Considérant ce débat comme prématuré et totalement
inutile, il rappelle que la décision quant au choix des participants
à la zone euro ne serait prise qu'au début de
l'année 1998, en fonction du degré de convergence des Etats
membres au regard des cinq critères établis par le Traité
de Maastricht, et en prenant en compte le caractère durable de cette
convergence, notamment compte tenu des budgets votés pour l'année
1998.
Il insiste toutefois sur les efforts considérables
réalisés par l'Italie pour respecter les critères, faisant
valoir que le Gouvernement de M. Romano Prodi n'avait pas
hésité à instaurer " une taxe Europe " pour
réduire le déficit budgétaire italien.
Mme Nicole Catala, député,
fait remarquer que la France
subissait également une " taxe ", et non des moindres, pour
respecter les critères, à savoir son taux de chômage.
M. Yves-Thibault de Silguy
s'insurge contre une telle affirmation,
faisant valoir qu'aucun déficit public n'était créateur
d'emplois et que la construction européenne n'était pas synonyme
de chômage. Keynes est mort, répond-il à M. Michel
Caldaguès qui évoque l'auteur de la " Théorie
générale ", et il ne sert plus à rien, dans un monde
ouvert, de jouer sur les déficits publics pour influencer la conjoncture.

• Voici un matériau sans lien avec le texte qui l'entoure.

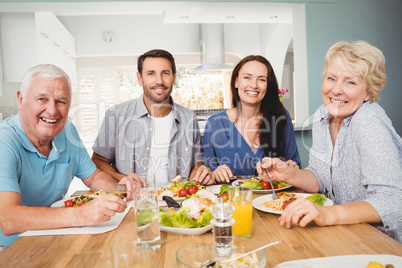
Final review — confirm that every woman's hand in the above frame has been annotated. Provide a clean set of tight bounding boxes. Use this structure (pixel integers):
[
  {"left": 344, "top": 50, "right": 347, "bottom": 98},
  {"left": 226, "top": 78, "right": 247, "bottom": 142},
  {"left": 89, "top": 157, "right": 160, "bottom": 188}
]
[
  {"left": 279, "top": 197, "right": 331, "bottom": 228},
  {"left": 119, "top": 172, "right": 147, "bottom": 199},
  {"left": 213, "top": 165, "right": 233, "bottom": 183},
  {"left": 256, "top": 157, "right": 292, "bottom": 182},
  {"left": 74, "top": 194, "right": 127, "bottom": 226},
  {"left": 193, "top": 165, "right": 215, "bottom": 185}
]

Abordant la question des modalités de calcul des déficits
publics, le Commissaire européen précise les conséquences
de la prise en compte ou non des dettes des organismes gérant les
chemins de fer. Après avoir rappelé qu'Eurostat est un organisme
totalement indépendant de la Commission, il précise les
critères utilisés par cet office pour apprécier si une
mesure telle que le versement à l'Etat par France Télécom
de 37 milliards de francs destinés à assurer le financement
des retraites de ses fonctionnaires, peut être considérée
comme un allégement, ou non, des déficits publics. Une reprise de
la dette n'est généralement pas considérée comme
affectant le déficit courant d'un Etat membre.
Il fait donc observer que la reprise de la dette de la SNCF par l'Etat
français ne devrait avoir aucune conséquence sur
l'appréciation du déficit courant français au regard des
critères du Traité de Maastricht. Toutefois, le niveau
d'endettement français étant largement inférieur au niveau
atteint, par exemple, par l'Italie, le respect du critère relatif
à la dette publique ne devrait pas soulever de difficulté en
France.
M. Robert Pandraud, président
, ayant souligné que la
gestion de la dette était tout aussi importante que son montant et
déploré les dysfonctionnements constatés en France
à cet égard,
M. Yves Van Haecke
,
député,
souhaite revenir, compte tenu des
inquiétudes que suscite aujourd'hui cette question, sur les relations
futures entre le dollar et l'euro. Rappelant que les économies
européennes s'efforçaient aujourd'hui de faire remonter le cours
du dollar, il fait observer que l'attraction exercée par l'euro sur les
placements internationaux conduira, à l'inverse de nos efforts actuels,
à une baisse du dollar. S'agissant par ailleurs, du nombre de
participants initiaux à la monnaie unique, M. Yves Van Haecke
juge peu souhaitable de trop restreindre le champ géographique de
celle-ci, au risque de la réduire à une " super zone
Mark ", et se prononce en faveur d'une participation des pays du sud,
tels
que l'Italie et l'Espagne, qui fera de l'euro une véritable monnaie
européenne.
M. Yves-Thibault de Silguy
souligne la difficulté de la
question des relations avec le dollar, sur laquelle la Commission
européenne travaille actuellement, et insiste sur l'impossibilité
de dicter leur conduite aux marchés financiers, compte tenu de l'ampleur
des mouvements de capitaux.
M. François Guillaume
rappelle que les " accords du
Plaza ", en 1985, puis, deux ans après, les " accords du
Louvre " avaient permis des variations sensibles du dollar.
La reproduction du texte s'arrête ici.